Filmmaker Denis Villeneuve has made an impressive, exciting career out of telling dark tales, from a requiem for the victims of a Montreal school shooting in Polytechnique to an arachnophobic account of Jake Gyllenhaal’s doppelganger discovery in Enemy to a sombre observation of the border-straddling drug war in Sicario. He’s hardly known for attempting an uplifting angle, but while Arrival has its own share of tragedy, its most powerful thematic element is a transcendent embrace of love that Villeneuve communicates optimistically.
He tempers the tear-jerking temptation of the story by once again collaborating with composer Johann Johansson, who provides the alien portion of the narrative with a strange, droning score that mirrors the military’s anxiety around why the aliens have arrived and what they want. Villeneuve employs a beautiful, soothing track by Max Richter for the more moving moments and the juxtaposition of the opposing music styles makes for a stirring mix.
Other than that, though, Villeneuve most relies on Adams to sell the emotions that lurk beneath the surface of the story and are fully unleashed in an overwhelming final few minutes. It’s a wise decision and very much in line with Villeneuve’s past efforts, but seeing him lean on such a warmly expressive and altogether lovely actress as Adams to generate such a convincing comingling of sadness, happiness, and love is an especially entrancing highlight of the director’s filmography.
The rest of the cast contributes well, too. Jeremy Renner offers excellent support as a theoretical physicist working alongside Louise and Forest Whitaker’s memorable presence fits his under-pressure Colonel role rather snugly, but Arrival quite clearly belongs to its leading lady. Everyone else is just along for the richly rewarding ride.

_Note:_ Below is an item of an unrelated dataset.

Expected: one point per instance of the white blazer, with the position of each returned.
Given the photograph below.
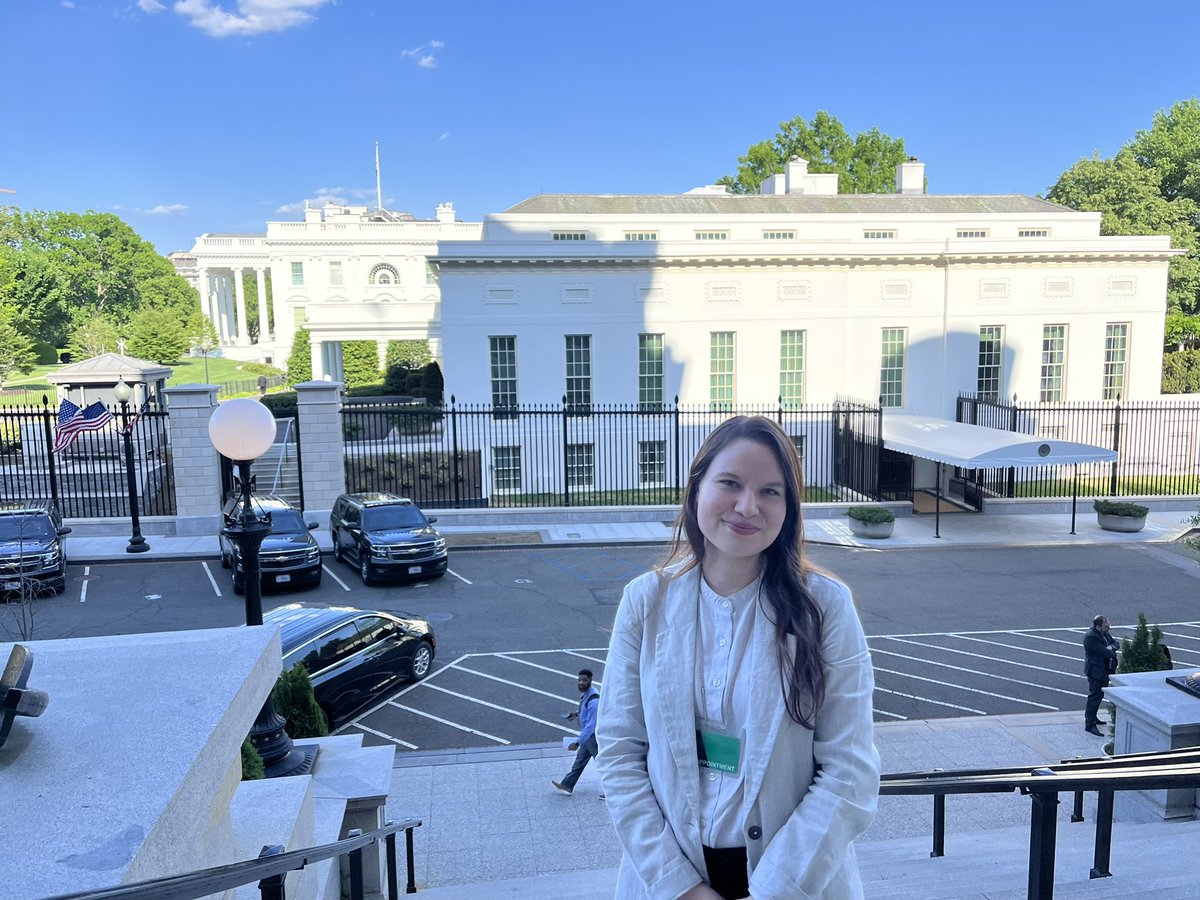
(809, 793)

It seems odd to focus so little on the extra-terrestrial element in a movie about first contact, but that’s the way Arrival works. The aliens are the keys to the doors Louise’s story passes through, but the heart of this tale is intrinsically human. How can one put into words the mental and emotional worth of the bond shared between parent and child? Many explanations and descriptions exist, but for those times when words fail us, there’s Amy Adams telling us all we need to know with only a look.